A ces mots, il y court avec seize compagnons. Dix de leurs femmes et de leurs sœurs voulurent les suivre ; Marie-Jeanne était à leur tête. L’abbé Blanvillain, prêtre assermenté qui avait depuis rétracté son serment, se joignit à eux. Des munitions et des vivres, rassemblés à la hâte, furent portés dans la tour.

Celle-ci s’élevait seule au milieu de débris noircis par les flammes. La flèche dont elle était couronnée, l’église qu’elle dominait, tout avait été incendié quelque temps auparavant ; l’escalier même était détruit. Il fallut des échelles pour atteindre l’ouverture qui perçait la voûte et arriver au réduit où les cloches se balançaient autrefois. Ragueneau ferma cette brèche avec des poutrelles ; il construisit un échafaudage à la hauteur des meurtrières de la tour, et plaça un combattant près de chaque ouverture. Les femmes restèrent derrière pour charger les fusils.

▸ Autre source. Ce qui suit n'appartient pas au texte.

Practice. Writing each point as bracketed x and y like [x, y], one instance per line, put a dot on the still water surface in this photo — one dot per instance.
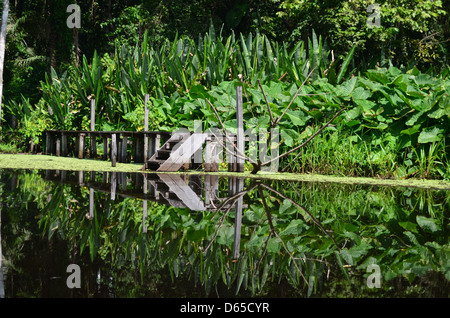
[171, 235]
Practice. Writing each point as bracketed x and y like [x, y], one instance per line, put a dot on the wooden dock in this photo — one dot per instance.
[157, 150]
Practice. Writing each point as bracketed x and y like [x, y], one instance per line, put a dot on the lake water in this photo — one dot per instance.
[94, 234]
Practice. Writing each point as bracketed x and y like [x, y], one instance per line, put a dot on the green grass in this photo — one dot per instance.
[338, 153]
[21, 161]
[8, 148]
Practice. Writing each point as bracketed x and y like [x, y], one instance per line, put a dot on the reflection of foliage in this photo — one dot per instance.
[320, 239]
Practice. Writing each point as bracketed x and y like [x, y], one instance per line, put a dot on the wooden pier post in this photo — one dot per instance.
[238, 187]
[93, 151]
[63, 144]
[91, 203]
[113, 185]
[146, 153]
[49, 143]
[58, 146]
[240, 130]
[113, 149]
[105, 148]
[123, 149]
[80, 144]
[211, 155]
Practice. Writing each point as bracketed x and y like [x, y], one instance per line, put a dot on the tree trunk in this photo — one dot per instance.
[2, 51]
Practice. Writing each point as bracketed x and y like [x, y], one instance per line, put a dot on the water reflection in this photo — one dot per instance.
[170, 235]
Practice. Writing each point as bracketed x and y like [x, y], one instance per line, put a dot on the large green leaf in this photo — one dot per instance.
[431, 134]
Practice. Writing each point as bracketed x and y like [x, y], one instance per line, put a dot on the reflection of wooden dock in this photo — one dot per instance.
[197, 193]
[194, 192]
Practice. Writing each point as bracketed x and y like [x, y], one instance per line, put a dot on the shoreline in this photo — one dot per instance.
[45, 162]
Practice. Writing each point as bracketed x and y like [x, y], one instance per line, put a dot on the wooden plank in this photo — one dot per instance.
[177, 185]
[184, 152]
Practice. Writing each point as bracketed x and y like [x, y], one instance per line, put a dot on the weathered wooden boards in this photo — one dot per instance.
[183, 154]
[119, 146]
[179, 150]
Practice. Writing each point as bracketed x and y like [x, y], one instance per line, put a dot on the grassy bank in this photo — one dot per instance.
[40, 162]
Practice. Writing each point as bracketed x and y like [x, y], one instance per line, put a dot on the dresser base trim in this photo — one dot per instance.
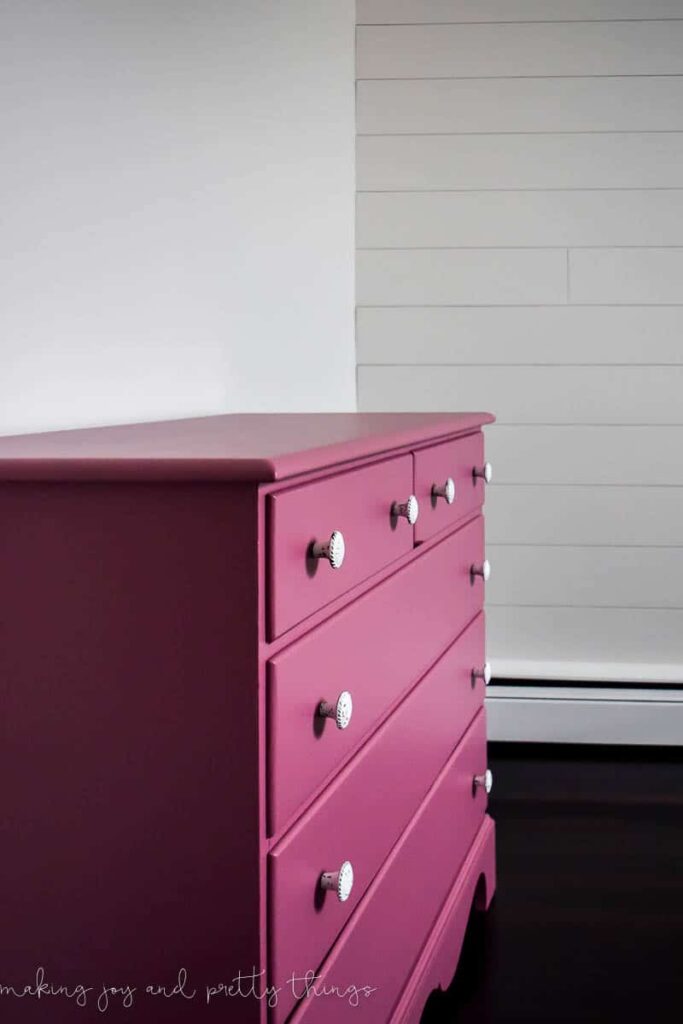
[475, 886]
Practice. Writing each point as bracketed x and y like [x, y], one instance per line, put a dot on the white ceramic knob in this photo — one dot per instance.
[340, 882]
[409, 509]
[485, 472]
[482, 569]
[341, 711]
[446, 491]
[334, 549]
[482, 673]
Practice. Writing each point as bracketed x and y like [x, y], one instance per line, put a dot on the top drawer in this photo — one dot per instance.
[454, 467]
[356, 505]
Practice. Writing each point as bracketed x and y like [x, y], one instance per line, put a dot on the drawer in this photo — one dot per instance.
[383, 939]
[375, 648]
[454, 461]
[425, 727]
[357, 506]
[475, 885]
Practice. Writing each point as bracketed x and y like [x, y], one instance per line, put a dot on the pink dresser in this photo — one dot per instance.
[243, 749]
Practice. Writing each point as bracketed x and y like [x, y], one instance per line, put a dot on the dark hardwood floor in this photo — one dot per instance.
[587, 924]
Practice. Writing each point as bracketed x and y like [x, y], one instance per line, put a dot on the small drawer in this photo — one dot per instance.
[375, 649]
[444, 471]
[383, 940]
[356, 509]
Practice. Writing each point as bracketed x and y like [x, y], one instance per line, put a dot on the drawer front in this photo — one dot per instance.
[357, 505]
[365, 811]
[375, 649]
[441, 951]
[383, 940]
[433, 467]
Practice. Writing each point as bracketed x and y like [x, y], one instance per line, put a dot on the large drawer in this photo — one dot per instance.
[456, 462]
[376, 649]
[382, 941]
[356, 505]
[474, 886]
[366, 809]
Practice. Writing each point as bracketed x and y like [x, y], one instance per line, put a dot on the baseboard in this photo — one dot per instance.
[583, 715]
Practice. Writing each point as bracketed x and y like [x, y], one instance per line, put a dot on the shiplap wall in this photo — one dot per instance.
[520, 249]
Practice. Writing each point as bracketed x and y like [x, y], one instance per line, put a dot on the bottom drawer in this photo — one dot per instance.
[366, 971]
[475, 885]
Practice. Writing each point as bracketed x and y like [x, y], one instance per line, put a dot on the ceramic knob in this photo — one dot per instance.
[485, 472]
[409, 509]
[340, 882]
[482, 673]
[446, 491]
[482, 569]
[341, 711]
[334, 549]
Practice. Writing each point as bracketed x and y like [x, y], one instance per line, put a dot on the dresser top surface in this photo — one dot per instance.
[240, 446]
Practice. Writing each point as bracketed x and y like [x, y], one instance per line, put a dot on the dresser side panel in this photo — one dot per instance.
[129, 773]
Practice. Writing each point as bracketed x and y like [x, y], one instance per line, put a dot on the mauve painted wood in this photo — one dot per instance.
[358, 504]
[475, 886]
[129, 784]
[383, 939]
[428, 723]
[244, 446]
[433, 465]
[376, 648]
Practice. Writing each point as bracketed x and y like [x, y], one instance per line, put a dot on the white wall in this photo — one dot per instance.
[176, 185]
[520, 249]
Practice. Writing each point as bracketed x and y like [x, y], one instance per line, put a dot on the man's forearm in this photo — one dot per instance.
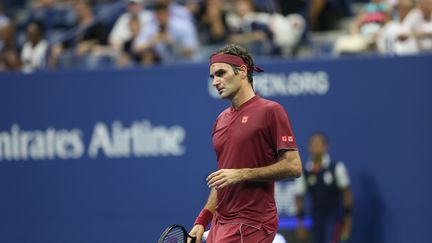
[287, 168]
[211, 201]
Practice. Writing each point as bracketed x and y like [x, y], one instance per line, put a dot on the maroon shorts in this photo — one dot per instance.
[238, 233]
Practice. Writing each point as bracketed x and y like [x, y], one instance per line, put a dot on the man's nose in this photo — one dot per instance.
[215, 81]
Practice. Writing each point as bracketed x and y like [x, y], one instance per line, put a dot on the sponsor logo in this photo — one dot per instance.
[245, 119]
[287, 84]
[139, 139]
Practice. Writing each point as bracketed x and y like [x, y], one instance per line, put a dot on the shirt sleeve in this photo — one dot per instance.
[342, 177]
[281, 130]
[300, 186]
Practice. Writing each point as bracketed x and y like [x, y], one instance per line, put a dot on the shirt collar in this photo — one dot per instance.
[325, 162]
[246, 104]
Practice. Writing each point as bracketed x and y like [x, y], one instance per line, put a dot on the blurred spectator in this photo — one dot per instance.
[4, 20]
[264, 33]
[419, 22]
[365, 30]
[325, 14]
[177, 10]
[126, 56]
[371, 18]
[291, 6]
[88, 39]
[168, 38]
[52, 14]
[121, 31]
[34, 51]
[210, 21]
[394, 38]
[246, 30]
[327, 183]
[9, 59]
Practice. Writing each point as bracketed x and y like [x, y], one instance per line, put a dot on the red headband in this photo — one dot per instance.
[234, 60]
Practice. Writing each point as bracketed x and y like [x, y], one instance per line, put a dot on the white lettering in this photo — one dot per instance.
[291, 84]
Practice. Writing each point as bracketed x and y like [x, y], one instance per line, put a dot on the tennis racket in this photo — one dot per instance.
[176, 234]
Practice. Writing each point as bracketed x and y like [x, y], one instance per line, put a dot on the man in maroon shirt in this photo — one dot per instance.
[255, 146]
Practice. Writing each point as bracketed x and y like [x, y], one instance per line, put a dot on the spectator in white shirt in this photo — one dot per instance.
[121, 32]
[166, 39]
[395, 38]
[34, 51]
[419, 22]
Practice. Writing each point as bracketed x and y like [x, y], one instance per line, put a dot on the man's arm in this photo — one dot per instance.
[198, 229]
[348, 205]
[289, 166]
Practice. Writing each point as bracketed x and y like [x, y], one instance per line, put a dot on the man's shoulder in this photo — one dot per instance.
[269, 104]
[226, 111]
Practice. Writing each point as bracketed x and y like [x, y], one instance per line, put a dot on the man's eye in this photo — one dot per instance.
[220, 73]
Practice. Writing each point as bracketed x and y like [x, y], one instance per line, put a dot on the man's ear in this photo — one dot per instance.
[243, 71]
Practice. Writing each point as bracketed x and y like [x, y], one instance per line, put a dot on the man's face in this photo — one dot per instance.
[135, 8]
[317, 146]
[226, 82]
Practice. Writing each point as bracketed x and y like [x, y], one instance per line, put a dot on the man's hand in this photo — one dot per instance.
[197, 231]
[302, 233]
[224, 177]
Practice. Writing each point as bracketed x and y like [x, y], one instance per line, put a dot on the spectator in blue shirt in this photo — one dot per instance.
[168, 38]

Lorsque les bleus arrivèrent, tout était prêt, et le premier officier qui parut fut abattu par Maurice. L’attaque commença aussitôt, mais les balles des républicains ne pouvaient atteindre les défenseurs du clocher, dont, au contraire, tous les coups portaient. Ragueneau, debout à une des ouvertures, reprochait aux assaillans, l’une après l’autre, leurs sanglantes expéditions. A chaque coup tiré par lui, il criait :

— Voilà pour les quatorze femmes fusillées par le général Grignan ! Voilà pour les enfans égorgés à la Beltière ! Voilà pour les maisons brûlées au Plessis, à Saint-Ambroise, au Cormier, aux Bretèches, à la Vérouillère !

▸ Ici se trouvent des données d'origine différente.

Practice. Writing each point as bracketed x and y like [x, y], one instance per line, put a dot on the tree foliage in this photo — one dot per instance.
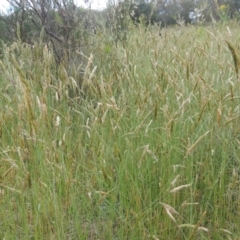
[66, 26]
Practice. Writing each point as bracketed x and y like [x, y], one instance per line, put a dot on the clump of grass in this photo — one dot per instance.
[145, 146]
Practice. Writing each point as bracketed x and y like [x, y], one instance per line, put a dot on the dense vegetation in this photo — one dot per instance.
[137, 137]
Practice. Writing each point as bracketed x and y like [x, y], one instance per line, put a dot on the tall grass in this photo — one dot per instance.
[141, 142]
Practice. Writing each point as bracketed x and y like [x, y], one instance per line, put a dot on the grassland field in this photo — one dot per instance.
[139, 140]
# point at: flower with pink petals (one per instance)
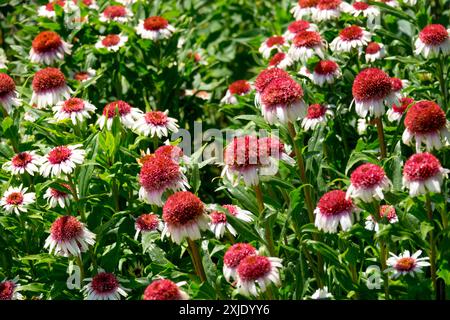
(368, 182)
(257, 271)
(184, 217)
(27, 161)
(16, 199)
(48, 47)
(426, 123)
(333, 209)
(69, 237)
(155, 28)
(272, 43)
(423, 173)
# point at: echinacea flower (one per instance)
(147, 222)
(49, 87)
(117, 13)
(159, 174)
(57, 197)
(219, 224)
(371, 89)
(173, 152)
(257, 271)
(127, 115)
(104, 286)
(398, 85)
(316, 115)
(9, 290)
(272, 43)
(404, 263)
(387, 213)
(16, 199)
(327, 10)
(305, 45)
(91, 4)
(423, 173)
(155, 28)
(433, 39)
(280, 60)
(264, 78)
(350, 38)
(374, 51)
(303, 8)
(395, 113)
(184, 216)
(282, 101)
(48, 10)
(238, 212)
(271, 149)
(62, 159)
(368, 182)
(156, 123)
(390, 3)
(69, 237)
(426, 123)
(48, 47)
(241, 158)
(333, 209)
(237, 88)
(322, 294)
(27, 161)
(233, 256)
(298, 26)
(74, 109)
(361, 8)
(111, 42)
(163, 289)
(325, 71)
(83, 76)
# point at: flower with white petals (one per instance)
(62, 159)
(273, 43)
(69, 237)
(74, 109)
(104, 286)
(156, 123)
(16, 199)
(27, 161)
(48, 47)
(404, 263)
(316, 115)
(117, 13)
(305, 45)
(374, 51)
(350, 38)
(423, 173)
(57, 197)
(368, 182)
(111, 42)
(433, 39)
(127, 115)
(155, 28)
(257, 271)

Et à chaque reproche on voyait tomber un soldat ; le cimetière fut bientôt couvert de morts. Les républicains, découragés, suspendirent le feu, reculèrent, et il y eut une pause.

Lorsque la fumée qui remplissait le clocher fut dissipée, les Vendéens purent se compter ; aucun d’eux n’était blessé. Les femmes échangèrent un regard d’espérance inquiète.

— Voilà les bleus qui s’éloignent, dit le chasseur de Stofflet.

— Ils abandonnent leurs morts, ajouta un paysan.

— Dieu est avec nous ! s’écria l’abbé Blanvillain.

Musseau contemplait sa relique d’un air morne.

— L’auréole est rouge, l’auréole est rouge ! murmurait-il tout bas.